The other question Sandra had was about weft and wouldn't using alternate colors in the weft create areas of solid black and solid white. I thought about that too, and that's when I started contemplating weft-backed warp-backed structures, which led me to conclude that I needed to design double weave structures to accomplish this. Below are two structures, the top one is a warp-backed structure and the bottom is a double weave structure. Note that the warp-backed structure is created on 24 ends (width) and 12 picks (height). Every pick of the cloth interlaces with both the front warps and the back warps. I have made the back warps pink so they will stand out for you to see. The back warps are interlacing as a 1,11 satin, and their raisers are placed so they are hidden by the floats of the front warp structure, which is an 11,1 satin. If I use a black weft, the areas that show this structure will appear solid black, but in the areas that use the structure that raises the white warps to the top, you will see the black weft. If I used a white weft, those areas will appear solid white, but then the areas woven with the structure below will show the white weft with the black warp.

2WarpB11,1satinOdd (which means to me, 2 warps weaving a warp-backed structure that brings the odd ends up to the top in a 11,1 satin; and the count of ends starts at the right, same as my loom, where thread 1 is on the right and thread 880 is on the left)
Now if you look at the structure below, which is for a double weave using two wefts (24 ends by 24 picks), you see that the pink raisers, which represent the back structure, only appear on the even picks. On those picks, all the warp ends for the top layer (the odd ends) are always raised, to keep them on top, but the back weft really only interlaces with the even ends (pink in the diagram). With this structure and variations of it, I will get areas of true black and true white if I use black and white as my weft colors.
2DW11,1satinOdd (which means to me, a double weave with two wefts, with the top warp, the odd ends, weaving an 11,1 satin; again the count of warp ends starts at the right with 1, odd, being on the right and 880 would be on the left edge)

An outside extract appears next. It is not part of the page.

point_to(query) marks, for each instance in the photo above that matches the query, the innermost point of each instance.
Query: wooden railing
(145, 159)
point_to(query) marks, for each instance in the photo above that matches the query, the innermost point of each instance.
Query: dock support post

On one of my 8-shaft Macomber looms I have a narrow warp set up end and end and I am handpicking images in it, interspersed with horizontal stripes. It has been on there, not progressing, for a long time. I wanted the ability to test 4-shaft structures in each layer, so the warp is not threaded in blocks. I use to love handpicking and brocade and the freedom it gives you to make any motifs, anywhere in the cloth--as long as you are willing to do this slow, laborious process. I would bristle when people implied it was tedious, because for me, it was this need to focus and pay attention to the cloth that made it interesting. I suppose I would be more tolerant of the process today if I didn't have a TC-1 loom that makes the handpicking unnecessary (though I can do it the TC-1 too as described in The Woven Pixel Chapter 14, Supplementary Brocading in the Warp and the Weft). I also think youth had a part to play--when I felt I had all the time in the world, I was more willing to watch my fabrics grow slowly. Speaking of youth, while taking a walk the other day I slipped on gravel and scraped my knee, just like I used to do as a kid. It still hurts, but I guess I am grateful that I can do anything like a kid anymore.